What's deliberately missing

Just as important as what's in it is what I left out. There is no account, no tracking, no crawl-budget monitoring across thousands of URLs, no rank-tracking history. That's intent, not laziness. The tool answers one question — "is this one page clean for search and AI?" — and does it in seconds. Anything that doesn't directly serve that question would only have made it slower, more complicated and more in need of explanation. YAGNI as a feature: the omission is the product.

FAQ

Does the tool cost anything?

No. The SEO & GEO analyzer is free and usable without an account. There's no registration, no subscription and no tracking. Enter a URL, read the analysis — that was the whole point of the exercise from the start.

What's the difference between the SEO and the GEO score?

The SEO score rates classic search engine fitness: HTTPS, title, meta description, headings, load time, security headers and the like. The GEO score rates AI fitness: structured data, llms.txt, whether AI crawlers are allowed, clean heading hierarchy and short paragraphs. The two values are independent — a page can shine at one and fail the other.

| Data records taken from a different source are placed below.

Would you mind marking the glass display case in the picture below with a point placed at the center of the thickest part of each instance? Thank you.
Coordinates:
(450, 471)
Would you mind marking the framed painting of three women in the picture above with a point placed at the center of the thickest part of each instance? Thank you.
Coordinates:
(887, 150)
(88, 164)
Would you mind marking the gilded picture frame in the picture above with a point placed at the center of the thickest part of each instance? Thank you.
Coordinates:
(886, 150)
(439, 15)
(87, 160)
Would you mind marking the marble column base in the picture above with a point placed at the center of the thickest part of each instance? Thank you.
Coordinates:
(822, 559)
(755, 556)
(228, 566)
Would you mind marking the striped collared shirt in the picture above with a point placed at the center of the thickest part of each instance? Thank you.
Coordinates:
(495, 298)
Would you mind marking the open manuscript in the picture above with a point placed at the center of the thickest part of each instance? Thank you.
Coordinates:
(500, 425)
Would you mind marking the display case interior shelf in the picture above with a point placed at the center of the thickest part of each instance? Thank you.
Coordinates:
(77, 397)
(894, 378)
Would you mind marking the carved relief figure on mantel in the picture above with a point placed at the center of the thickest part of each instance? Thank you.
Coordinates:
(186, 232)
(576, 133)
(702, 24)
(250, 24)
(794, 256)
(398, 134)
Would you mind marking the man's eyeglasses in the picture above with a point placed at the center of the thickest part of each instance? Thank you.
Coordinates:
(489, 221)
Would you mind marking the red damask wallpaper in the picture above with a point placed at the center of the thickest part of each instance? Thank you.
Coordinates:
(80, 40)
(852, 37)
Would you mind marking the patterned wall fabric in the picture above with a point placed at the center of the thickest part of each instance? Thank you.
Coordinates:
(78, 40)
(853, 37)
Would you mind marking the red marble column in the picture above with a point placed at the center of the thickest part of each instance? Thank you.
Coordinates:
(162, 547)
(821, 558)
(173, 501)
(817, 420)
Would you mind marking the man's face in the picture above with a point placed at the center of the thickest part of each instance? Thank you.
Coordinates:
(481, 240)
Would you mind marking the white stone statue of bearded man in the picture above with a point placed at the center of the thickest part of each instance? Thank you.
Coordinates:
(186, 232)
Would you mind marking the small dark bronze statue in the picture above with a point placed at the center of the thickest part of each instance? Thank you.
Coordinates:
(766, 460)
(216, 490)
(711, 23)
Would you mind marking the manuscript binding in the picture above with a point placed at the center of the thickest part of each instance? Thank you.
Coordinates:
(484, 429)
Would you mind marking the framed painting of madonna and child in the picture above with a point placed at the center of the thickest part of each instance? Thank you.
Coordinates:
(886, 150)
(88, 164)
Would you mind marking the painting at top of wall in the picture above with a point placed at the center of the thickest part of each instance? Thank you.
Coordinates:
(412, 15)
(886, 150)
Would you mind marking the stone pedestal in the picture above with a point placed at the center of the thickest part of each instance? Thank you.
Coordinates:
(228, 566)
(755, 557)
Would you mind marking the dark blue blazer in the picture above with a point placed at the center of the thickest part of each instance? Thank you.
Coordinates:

How accurate is the score?

Every point is traceably tied to a concrete, tested rule — no black box. Thresholds like "title 50–60 chars" or "TTFB < 200 ms" are established best practices, and the weighting rests on 25 years of practice. The score is a well-founded assessment, not a law of nature: it reliably shows where a page stands and what to tackle next — but it doesn't replace editorial judgment about the content itself.

Because the point of the tool is speed and honesty. A login would be a hurdle in front of the actual task, and saved history would have meant tracking and data retention — both of which I explicitly did not want. Anyone who wants to keep an analysis can export the result as JSON.